The building is organised around a courtyard that articulates a sequence of intermediate spaces. On the ground floor, a portico open to the city anticipates the entrance of the building and filters the relationship between the public space and the communal courtyard, which acts as a small square for the community. Instead of having direct and independent entrances from the exterior façade to each lobby, the four vertical communication cores are located at the four corners of the courtyard, so that all the neighbours meet and converge in the courtyard-plaza. On the standard floors, the dwellings are accessed through the private terraces that make up the crown of outdoor spaces overlooking the courtyard. The general floor plan of the building is organised in a matrix of communicating rooms, with 114 spaces per floor and 543 in total, of similar dimensions, eliminating private and communal corridors to make the most of the floor plan. The server spaces are located in the central ring, while the rest of the rooms of undifferentiated use and size, of approximately 13 m², are arranged on the façade, offering different ways of living.

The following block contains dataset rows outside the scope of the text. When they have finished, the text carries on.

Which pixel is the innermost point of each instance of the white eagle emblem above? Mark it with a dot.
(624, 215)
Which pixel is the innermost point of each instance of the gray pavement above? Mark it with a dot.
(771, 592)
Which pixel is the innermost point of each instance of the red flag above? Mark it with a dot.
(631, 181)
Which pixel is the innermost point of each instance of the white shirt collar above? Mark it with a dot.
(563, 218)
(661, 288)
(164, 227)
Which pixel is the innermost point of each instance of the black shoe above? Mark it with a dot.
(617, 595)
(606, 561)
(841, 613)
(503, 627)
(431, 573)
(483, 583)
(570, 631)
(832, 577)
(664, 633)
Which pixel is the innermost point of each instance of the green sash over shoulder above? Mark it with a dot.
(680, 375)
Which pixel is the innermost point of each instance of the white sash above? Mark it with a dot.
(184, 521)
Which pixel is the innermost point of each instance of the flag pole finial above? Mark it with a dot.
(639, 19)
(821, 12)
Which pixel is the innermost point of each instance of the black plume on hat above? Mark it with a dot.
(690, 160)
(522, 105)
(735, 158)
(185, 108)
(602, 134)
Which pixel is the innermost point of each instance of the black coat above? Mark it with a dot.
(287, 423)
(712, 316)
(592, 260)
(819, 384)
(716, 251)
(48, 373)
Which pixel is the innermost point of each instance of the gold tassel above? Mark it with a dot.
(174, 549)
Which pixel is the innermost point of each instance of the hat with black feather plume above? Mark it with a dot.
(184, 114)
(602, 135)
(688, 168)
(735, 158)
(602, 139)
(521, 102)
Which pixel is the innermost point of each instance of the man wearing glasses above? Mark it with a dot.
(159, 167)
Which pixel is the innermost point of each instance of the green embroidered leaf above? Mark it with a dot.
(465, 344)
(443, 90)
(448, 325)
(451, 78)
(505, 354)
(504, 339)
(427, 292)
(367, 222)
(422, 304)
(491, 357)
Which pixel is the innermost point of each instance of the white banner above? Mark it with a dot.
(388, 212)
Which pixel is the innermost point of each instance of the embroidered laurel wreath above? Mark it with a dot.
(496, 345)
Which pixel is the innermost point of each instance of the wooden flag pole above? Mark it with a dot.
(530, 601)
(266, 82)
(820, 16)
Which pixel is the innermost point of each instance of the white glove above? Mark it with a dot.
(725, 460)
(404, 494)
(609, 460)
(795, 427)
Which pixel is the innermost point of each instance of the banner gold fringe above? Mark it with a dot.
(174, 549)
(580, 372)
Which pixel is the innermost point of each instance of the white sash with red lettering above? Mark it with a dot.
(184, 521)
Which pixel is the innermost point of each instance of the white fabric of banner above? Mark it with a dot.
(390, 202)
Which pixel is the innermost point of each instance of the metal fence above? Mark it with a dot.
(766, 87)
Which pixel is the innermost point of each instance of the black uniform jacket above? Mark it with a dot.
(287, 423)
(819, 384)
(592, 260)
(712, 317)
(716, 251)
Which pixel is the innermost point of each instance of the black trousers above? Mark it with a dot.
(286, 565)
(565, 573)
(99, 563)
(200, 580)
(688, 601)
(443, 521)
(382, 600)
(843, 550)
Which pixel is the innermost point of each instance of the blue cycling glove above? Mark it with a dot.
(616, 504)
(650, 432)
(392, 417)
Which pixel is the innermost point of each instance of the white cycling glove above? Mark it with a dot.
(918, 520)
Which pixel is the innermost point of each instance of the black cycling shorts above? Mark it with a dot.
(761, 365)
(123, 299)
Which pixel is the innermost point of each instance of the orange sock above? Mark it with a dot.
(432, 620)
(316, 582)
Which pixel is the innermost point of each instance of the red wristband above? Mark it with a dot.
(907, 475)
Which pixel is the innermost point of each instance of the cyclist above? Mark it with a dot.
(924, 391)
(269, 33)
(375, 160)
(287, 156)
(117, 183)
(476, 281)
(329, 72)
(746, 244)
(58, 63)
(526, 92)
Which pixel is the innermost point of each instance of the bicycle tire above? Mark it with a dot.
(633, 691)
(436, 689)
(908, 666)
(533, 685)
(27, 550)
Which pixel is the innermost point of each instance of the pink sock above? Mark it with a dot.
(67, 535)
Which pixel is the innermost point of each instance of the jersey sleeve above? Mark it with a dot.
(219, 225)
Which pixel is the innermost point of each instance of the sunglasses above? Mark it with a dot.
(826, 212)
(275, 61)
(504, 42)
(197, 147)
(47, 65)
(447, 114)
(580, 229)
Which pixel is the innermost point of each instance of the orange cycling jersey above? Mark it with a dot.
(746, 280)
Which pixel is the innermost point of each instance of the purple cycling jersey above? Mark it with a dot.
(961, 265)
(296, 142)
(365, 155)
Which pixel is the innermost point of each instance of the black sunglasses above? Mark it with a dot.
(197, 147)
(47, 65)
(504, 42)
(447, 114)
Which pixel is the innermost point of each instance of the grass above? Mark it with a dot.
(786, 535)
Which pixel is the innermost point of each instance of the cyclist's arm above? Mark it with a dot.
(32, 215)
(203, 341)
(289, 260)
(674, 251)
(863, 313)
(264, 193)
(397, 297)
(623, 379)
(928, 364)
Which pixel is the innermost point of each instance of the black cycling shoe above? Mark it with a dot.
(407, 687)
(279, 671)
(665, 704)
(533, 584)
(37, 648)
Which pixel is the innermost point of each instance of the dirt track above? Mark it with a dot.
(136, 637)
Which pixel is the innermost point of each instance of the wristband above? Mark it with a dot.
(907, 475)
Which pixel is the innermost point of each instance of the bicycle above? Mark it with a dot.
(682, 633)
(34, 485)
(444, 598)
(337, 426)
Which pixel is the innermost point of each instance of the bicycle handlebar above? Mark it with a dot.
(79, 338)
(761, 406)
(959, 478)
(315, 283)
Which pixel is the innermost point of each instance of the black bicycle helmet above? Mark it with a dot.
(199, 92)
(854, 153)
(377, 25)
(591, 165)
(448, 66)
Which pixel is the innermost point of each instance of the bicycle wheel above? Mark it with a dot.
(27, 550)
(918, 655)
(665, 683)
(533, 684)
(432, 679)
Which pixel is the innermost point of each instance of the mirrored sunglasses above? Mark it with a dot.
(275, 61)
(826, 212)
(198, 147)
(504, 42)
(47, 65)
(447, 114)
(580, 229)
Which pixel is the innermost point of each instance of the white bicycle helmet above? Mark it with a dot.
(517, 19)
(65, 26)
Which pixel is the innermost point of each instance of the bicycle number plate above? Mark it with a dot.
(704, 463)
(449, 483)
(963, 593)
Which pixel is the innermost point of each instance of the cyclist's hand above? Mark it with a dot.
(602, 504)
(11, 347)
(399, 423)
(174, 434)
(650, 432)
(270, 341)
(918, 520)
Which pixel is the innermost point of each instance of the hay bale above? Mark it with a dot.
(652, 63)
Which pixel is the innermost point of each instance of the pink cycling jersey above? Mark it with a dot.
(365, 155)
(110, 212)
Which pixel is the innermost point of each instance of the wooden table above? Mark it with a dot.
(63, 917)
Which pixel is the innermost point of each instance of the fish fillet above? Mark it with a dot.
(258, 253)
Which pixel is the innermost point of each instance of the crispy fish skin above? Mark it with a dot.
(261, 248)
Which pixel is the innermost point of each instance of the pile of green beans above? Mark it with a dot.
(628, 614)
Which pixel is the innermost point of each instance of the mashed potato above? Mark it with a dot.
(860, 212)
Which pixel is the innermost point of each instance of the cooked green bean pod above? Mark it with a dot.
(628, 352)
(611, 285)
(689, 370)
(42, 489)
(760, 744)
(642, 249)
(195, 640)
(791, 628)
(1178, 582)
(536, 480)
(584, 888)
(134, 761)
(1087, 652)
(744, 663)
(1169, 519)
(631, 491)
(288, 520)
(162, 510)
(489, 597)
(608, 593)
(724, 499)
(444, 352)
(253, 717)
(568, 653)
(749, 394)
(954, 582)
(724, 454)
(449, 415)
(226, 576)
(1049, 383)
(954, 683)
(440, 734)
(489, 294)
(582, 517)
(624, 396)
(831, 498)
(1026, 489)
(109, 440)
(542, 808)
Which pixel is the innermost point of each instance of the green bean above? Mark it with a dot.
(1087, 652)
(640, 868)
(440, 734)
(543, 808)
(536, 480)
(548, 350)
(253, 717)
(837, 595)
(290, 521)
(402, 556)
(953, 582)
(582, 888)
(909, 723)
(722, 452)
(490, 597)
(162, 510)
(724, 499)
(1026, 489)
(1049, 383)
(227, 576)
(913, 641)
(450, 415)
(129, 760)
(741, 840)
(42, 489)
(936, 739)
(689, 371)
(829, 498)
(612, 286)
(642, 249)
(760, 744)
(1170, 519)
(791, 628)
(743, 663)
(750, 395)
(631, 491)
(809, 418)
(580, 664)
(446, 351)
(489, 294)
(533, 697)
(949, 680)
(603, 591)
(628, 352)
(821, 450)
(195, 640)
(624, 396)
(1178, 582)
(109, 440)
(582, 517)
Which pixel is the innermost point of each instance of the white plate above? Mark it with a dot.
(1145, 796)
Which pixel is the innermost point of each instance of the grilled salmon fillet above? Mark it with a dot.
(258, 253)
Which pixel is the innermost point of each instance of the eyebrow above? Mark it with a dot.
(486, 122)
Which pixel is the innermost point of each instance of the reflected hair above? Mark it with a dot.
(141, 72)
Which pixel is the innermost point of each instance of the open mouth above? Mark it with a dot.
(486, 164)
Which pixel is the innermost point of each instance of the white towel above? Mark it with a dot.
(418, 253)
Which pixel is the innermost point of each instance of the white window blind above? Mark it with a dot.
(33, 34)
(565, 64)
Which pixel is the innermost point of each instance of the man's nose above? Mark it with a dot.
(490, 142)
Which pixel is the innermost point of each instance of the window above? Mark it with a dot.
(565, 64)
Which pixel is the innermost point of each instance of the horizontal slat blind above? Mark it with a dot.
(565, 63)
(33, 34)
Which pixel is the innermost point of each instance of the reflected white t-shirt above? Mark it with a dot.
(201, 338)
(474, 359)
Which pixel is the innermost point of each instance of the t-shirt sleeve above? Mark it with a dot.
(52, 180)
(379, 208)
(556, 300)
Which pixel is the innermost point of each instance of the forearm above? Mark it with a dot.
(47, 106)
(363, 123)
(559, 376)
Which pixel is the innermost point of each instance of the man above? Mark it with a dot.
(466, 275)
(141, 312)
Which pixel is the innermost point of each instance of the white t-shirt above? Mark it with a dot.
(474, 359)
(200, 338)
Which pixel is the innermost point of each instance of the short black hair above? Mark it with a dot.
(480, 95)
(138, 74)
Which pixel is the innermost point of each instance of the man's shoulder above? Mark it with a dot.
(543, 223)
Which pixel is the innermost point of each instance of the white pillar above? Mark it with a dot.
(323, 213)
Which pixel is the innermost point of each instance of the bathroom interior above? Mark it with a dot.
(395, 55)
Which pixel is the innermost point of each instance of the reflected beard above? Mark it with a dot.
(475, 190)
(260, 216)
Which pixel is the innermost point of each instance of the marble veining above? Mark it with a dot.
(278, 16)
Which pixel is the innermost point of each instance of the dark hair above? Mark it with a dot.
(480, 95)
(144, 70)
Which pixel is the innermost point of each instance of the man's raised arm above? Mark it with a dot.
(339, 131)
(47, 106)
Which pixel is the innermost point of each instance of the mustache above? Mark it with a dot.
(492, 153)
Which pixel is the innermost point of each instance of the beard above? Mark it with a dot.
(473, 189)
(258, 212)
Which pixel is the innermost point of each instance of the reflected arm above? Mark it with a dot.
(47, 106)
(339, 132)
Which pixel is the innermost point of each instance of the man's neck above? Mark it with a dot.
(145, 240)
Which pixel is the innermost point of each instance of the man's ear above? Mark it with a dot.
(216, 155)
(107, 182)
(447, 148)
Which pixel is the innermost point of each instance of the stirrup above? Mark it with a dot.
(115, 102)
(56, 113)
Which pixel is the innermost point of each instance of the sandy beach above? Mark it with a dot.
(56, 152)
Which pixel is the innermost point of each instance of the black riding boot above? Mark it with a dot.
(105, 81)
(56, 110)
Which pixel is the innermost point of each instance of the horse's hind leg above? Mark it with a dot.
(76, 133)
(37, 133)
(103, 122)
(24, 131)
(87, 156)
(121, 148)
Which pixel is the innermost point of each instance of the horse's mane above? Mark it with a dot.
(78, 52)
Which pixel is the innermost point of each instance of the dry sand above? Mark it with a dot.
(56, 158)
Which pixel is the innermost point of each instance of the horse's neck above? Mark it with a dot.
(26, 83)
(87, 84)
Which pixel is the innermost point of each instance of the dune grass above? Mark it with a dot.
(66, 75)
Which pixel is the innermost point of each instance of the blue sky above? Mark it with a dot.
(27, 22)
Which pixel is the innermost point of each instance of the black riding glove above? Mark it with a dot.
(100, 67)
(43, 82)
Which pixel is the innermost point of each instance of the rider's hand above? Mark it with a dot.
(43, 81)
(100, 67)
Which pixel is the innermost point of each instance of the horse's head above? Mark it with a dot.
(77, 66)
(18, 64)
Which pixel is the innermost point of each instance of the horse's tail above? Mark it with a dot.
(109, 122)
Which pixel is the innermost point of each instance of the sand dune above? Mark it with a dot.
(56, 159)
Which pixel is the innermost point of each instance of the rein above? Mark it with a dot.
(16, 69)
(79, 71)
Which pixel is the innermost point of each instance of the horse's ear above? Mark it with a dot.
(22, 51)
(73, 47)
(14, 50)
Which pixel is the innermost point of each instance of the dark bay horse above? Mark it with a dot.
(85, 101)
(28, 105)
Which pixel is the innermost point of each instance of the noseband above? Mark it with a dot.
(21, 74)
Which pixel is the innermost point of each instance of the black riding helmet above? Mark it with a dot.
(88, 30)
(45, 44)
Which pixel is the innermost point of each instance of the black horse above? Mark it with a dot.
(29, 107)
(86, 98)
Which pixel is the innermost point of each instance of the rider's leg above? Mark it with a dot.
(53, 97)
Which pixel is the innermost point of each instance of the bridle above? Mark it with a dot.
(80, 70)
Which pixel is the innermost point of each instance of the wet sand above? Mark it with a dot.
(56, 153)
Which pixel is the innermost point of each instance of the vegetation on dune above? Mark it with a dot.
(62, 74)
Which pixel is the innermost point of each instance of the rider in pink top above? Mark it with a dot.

Another terrace in the outer crown completes the spatial sequence, connecting the spaces by means of large openings permeable to air, view and passage. The 85 dwellings are distributed in four groupings with a total of 18 dwellings per floor. Four or five dwellings are arranged around the core, so that all the typologies have cross ventilation and double orientation. The dwellings consist of five or six modules, depending on whether they have two or three bedrooms. The open and inclusive kitchen is located in the central room, acting as a distributor that replaces corridors, makes domestic work visible and avoids gender roles.
The size of the rooms offers flexibility based on ambiguity of use and functional indeterminacy, and allows for an optimal structural bay for the timber structure. In order to achieve economic viability, the volume of timber required per m² of construction has been optimised to 0.24 m³ per m² of floor area in order to achieve social housing.